Coinciding with the 150th anniversary of when the 13th Amendment abolishing slavery in the United States became law, an exhibit on the history of convict leasing in Texas is now on display at Rice. “Convict Leasing in Sugar Land: Featuring the Research Collection of Reginald Moore” will be viewable through Dec. 24 in the main first-floor hallway of Fondren Library.
The exhibit, which was created by Amanda Focke, an archivist in the library’s Woodson Research Center, grew out of collaboration between Reginald Moore of Sugar Land and Lora Wildenthal, professor of history at Rice. Moore had contacted Wildenthal in fall 2014 to discuss the work that he and others in the Texas Slave Descendants Society were doing to raise public awareness about the relatively unknown history of convict leasing in Fort Bend County and in Texas more generally. Rice’s History Department specializes in Southern history, the history of slavery and the history of post-emancipation labor, Wildenthal said.
“When the convict-lease system started here in Texas in 1867, it was an atrocity how they treated those individuals,” Moore said of his motivation to research the issue and begin assembling a collection. “I just wanted to tell that story. I’m hoping that the community, the city and the university will be aware. I’m hoping that this education will be compelling to everybody.”
After the Civil War, Southern plantation owners and businessmen lost the low-cost labor forces of slaves around which they had built an economy, according to the exhibit’s website. Businessmen and state governments in Southern states soon realized that the protections of the Emancipation Proclamation did not apply to African-Americans who had been convicted of crimes and could subsequently receive prison sentences. A system called “convict leasing” was developed in which an individual, usually an African-American man, would be convicted of a crime and sentenced to labor. A business owner would then lease the labor of the convict from the state and regain access to the low-cost, unregulated labor market once provided by slavery. Convict leasing wasn’t abolished until the early 20th century.

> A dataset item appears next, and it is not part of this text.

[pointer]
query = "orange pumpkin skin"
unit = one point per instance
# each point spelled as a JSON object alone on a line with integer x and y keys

Over the summer of 2015, a Rice Center for Civic Leadership Houston Area Research Team consisting of Rice undergraduates Breland Coleman, Ryan Deal and Alexandra Franklin worked to create a permanent record of Moore’s personal papers and other materials he has collected related to convict leasing and that he decided to donate to Rice. Together with Focke, the students digitized Moore’s collection and created a website to highlight the project, http://exhibits.library.rice.edu/exhibits/show/sugarlandconvictleasing.
“The collection also shines a light on early 21st-century activism in Texas regarding convict leasing and on related issues such as gaps and inaccuracies in Texas history schoolbooks and racial disparities in the criminal justice system,” Wildenthal said. “The collection documents efforts to spread knowledge about the history of convict leasing and the refusal to accept the manifestations of racism, prisoner abuse and worker abuse that are part of convict leasing and its legacies.”
Moore’s materials will be permanently housed, in their original physical form and in digitized form, at the Woodson Research Center. The collection is titled “Reginald Moore Sugar Land Convict Leasing System Research Collection 1872-2015 MS 636.”